These days, qualifying for a home mortgage loan can be near impossible without a decent down payment and a moderate credit score.
If you think you fall under this category, then an FHA loan may be for you!
Due to the recent housing market, the Federal Housing Administration has stepped in (like they did in the Great Depression) to help potential homeowners like you realize the dream of home-ownership.
There are fewer restrictions for FHA loan qualifications in comparison to a conventional mortgage loan.
Here is what is basically needed for an FHA loan:
- Debt-to-Income Ratio – Your monthly mortgage payment should be roughly 45% of your gross income.
- Non-Occupying Co-Borrower Allowed – FHA allows a non-occupying relative to co-sign the mortgage. The non-occupant’s income and assets can be used for qualification purposes. This is generally used for parents to help their children buy a home. The name for this is the “kiddy condo loan”.
- Little or No Money Needed – FHA loans allow the seller to pay up to 6% of the sales price toward the closing costs. In addition, Congress has for the time being eliminated Down Payment Assistance programs. There is a movement in the legislature to reinstate these community programs. You can however receive a gift from a family member for the down payment. Give your loan officer a call to find up to date guidelines concerning down payment assistance.
- Down Payment – You must pay a minimum of a 3.5% down-payment.
- No Cash Reserves Required – Unlike most conventional loans, FHA does not require you to have cash reserves on 1-2 unit properties. A borrowers profile is graded on an FHA score card. The FHA score card takes into consideration income, assets, job tenure, debt to income ratio’s and credit scores. Having reserves can help strengthen the overall credit profile.
- 2 Years – Proven employment status of at least 2 years. This doesn’t have to be with the same employer.
- College Grads – If you’re fresh out of college and do not have some work history under your belt, you can use your college years as employment history as long as you have a job lined up.
- Property Types – 1-4 unit, condos, town homes, modular homes, and manufactured homes.
- Living Situation – The property must be your primary residence. No rental properties or vacation homes.
- Housing History – FHA does not require a rental or other housing history if it is not available.
- Bankruptcies – Chapter 7 bankruptcies are allowed if discharged over 2 years ago (or 1 year with extenuating circumstances). Chapter 13 bankruptcies are allowed with a minimum of 1 year of on time plan repayment and trustee approval.
- Foreclosures – If you’ve had a foreclosure in the past, you must usually wait at least 3 years to apply.
- On Time Payments – You must have a history of making your credit payments on time.
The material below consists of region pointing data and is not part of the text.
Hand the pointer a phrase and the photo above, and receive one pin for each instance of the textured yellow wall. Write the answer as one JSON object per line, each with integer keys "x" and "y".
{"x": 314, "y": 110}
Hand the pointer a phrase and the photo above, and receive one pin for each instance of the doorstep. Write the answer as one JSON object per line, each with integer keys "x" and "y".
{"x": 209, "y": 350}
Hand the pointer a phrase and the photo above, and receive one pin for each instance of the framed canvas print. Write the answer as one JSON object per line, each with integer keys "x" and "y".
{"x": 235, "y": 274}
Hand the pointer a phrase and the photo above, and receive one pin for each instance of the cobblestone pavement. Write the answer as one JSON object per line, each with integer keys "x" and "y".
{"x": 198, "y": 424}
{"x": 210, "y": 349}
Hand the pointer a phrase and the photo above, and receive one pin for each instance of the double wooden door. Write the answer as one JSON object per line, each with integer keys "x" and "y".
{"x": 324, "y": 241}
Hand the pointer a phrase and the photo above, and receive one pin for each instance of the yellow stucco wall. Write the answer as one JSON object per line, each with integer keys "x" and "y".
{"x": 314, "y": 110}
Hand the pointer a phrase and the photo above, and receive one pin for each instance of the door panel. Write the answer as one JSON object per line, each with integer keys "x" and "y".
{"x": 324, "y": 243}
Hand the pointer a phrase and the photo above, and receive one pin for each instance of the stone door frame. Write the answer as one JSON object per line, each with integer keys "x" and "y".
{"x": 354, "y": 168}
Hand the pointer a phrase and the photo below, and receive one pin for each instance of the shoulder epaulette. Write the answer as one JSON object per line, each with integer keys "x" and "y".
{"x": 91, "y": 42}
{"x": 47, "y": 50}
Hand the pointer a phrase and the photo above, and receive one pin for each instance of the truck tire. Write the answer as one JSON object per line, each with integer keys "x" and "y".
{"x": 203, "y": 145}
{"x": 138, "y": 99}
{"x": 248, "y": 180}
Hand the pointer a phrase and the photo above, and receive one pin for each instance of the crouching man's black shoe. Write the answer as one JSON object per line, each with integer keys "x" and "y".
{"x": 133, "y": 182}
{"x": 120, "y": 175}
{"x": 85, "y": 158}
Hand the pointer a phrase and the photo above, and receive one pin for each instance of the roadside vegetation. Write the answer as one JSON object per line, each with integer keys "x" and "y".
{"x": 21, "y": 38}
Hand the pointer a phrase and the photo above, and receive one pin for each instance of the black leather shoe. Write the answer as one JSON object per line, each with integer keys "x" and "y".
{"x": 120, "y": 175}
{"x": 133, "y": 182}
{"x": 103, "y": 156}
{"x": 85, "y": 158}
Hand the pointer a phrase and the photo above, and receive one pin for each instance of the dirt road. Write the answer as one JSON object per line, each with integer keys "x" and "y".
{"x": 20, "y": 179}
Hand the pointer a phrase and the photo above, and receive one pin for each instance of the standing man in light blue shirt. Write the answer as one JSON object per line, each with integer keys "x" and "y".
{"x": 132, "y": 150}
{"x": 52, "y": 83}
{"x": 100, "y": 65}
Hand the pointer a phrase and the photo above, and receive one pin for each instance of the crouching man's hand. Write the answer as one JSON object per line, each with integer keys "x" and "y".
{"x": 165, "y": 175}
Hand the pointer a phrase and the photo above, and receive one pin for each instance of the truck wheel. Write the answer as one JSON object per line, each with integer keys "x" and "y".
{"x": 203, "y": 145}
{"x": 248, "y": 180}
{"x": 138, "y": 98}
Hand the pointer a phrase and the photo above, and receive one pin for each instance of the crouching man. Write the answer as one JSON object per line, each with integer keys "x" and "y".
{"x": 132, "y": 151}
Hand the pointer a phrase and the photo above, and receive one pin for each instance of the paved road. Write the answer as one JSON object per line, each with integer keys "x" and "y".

We understand that life happens sometimes, so as long as it’s understandable and can be reasonably documented, it should suffice.
Credit Scores Needed for FHA
You do not need excellent credit to qualify with FHA. Sometimes, credit scores as low as 580 can get qualified.
One of the primary market benefits of a FHA loan has always been that credit scores were not a factor.
A borrower with great credit scores could definitely have their loan approved more easily, but someone with some credit problems could still get approved – provided they had a well documented common sense explanation for their credit problems and could show that the problem had been resolved.
In spite of not relying on credit scores, FHA foreclosure rates went down while conventional mortgage foreclosure numbers went up due to their almost excessive reliance on credit scores.
The FHA underwriter will evaluate the entire credit profile to determine the borrower’s likelihood of repayment. Past credit issues may be overlooked if new credit has been re-established. Also, other compensating factors may apply.
Generally a credit score of 580 is needed for automated approval and a few banks will underwrite a file with scores as low as 540, but those “540” lenders usually have a small window where they allow this and quickly cancel those programs.
How to Qualify for an FHA Loan
The main thing to understand is not all of the requirements are set in stone.
Sometimes if there have been circumstances out of your control or you have compensating factors (i.e. you have a lower credit score, but you’re willing to put down a higher down payments), there’s a very good chance you can still get approved.